A saddle is a piece of equestrian equipment that allows you to comfortably mount and lead your horse. Besides playing a key role in the proper transferring of information so you can communicate with your horse, it is also a necessary piece of equipment for you to safely ride your horse. Featuring elements that adjust to the horse’s and your anatomical shape, a saddle makes house riding a pleasant experience for both you and your horse.
The Importance of Choosing the Right Saddle
You communicate with your horse through signals that trigger his reactions. With the help of your body’s balance in the saddle and your calves and hands, you influence your horse’s movements. Depending on the equestrian discipline, you should choose saddles based on the structure that will better communicate valid information to your horse. His reaction would be the feedback and the performed task would be the effect of the communication. A precise saddle fit will ensure a better synchronisation and fluency of your horse’s movements. Particular movements of its construction will allow you to create different configurations to fit your equestrian discipline and individual needs.

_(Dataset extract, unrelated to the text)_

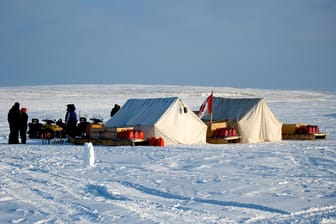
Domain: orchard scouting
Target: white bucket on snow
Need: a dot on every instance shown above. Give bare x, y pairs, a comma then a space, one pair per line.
88, 155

Featuring a minimalist construction, this type of saddle is very lightweight and ideal for standing in the stirrups for a long period of time. Because of that, it provides the most comfortable experience for both the horse and rider.
Meant to be used only on ponies by teenagers and children, junior saddles allow proper development of the young skeleton by being much narrower so they fit kids’ hips and pelvis. Aside from being incredibly soft, these seats also come with knee blocks attached with velcro to ensure proper leg placement. All these features make junior saddles a safe and comfortable solution for kids.
Designed for show jumping, the construction of these seats allows for proper leg position and dynamic raises during jumps. The seat is usually half-shallow or less deep than regular ridding saddles for horses, which makes you sit lightly or halfway through. They are lightweight and come with knee blocks. Bigger knee blocks are meant for beginners or intermediate riders and smaller ones are ideal for more experienced riders who can keep their balance. A jumping saddle should be positioned behind the shoulder blade of the house and never in front of it.
This type of saddle is deep, has a big tight and knee block and it’s available in different shapes, widths and lengths. Dressage models enable you to sit in a static and straight position. They go on the back of the horse and their construction provides a safe balance so you can ride comfortably.
With this type, you get a combination of the dressage and jumping model in one saddle, which makes it suitable for jumping and performing dressage elements. However, it’s not meant to be used as a replacement for the former two. Although you get a decent amount of comfort with versatile saddles, they don’t have a specific shape or force you into a specific position.
Factors to Consider When Choosing a Saddle
Leather is the traditional material for saddles. To make sure you get a high-quality leather saddle, take a closer look at the quality of the stitching and billet straps. Synthetic saddles are also available. These are made from suede materials that make them look like traditional leather ones. Synthetic versions are lightweight and easy to clean and are also available in different styles.
Withers bar is the opening at the front of the saddle. To get it right, you’ll need a precise measurement from the left to the right edge of the pommel. For the best fit, you’ll also need to pay attention to the individual anatomy of the back of the withers bar.
The right size seat for you will be determined by your weight and height. Although there are no universal rules when choosing a saddle size, sometimes you need to go for a non-standard size. Manufacturers make certain models that fit a certain weight and height range. For example, if you weigh between 55-80 kg, then you need a 43-45cm saddle, or if you are 1,65-1,75m tall, you need a 41-45 cm saddle.
Centre of Gravity
This is the lowest point in the seat saddle, which should be the highest of the horse’s back. In order to achieve a balanced centre of gravity, when trying out the saddle on your horse, make sure it feels like you’re sitting on the horse.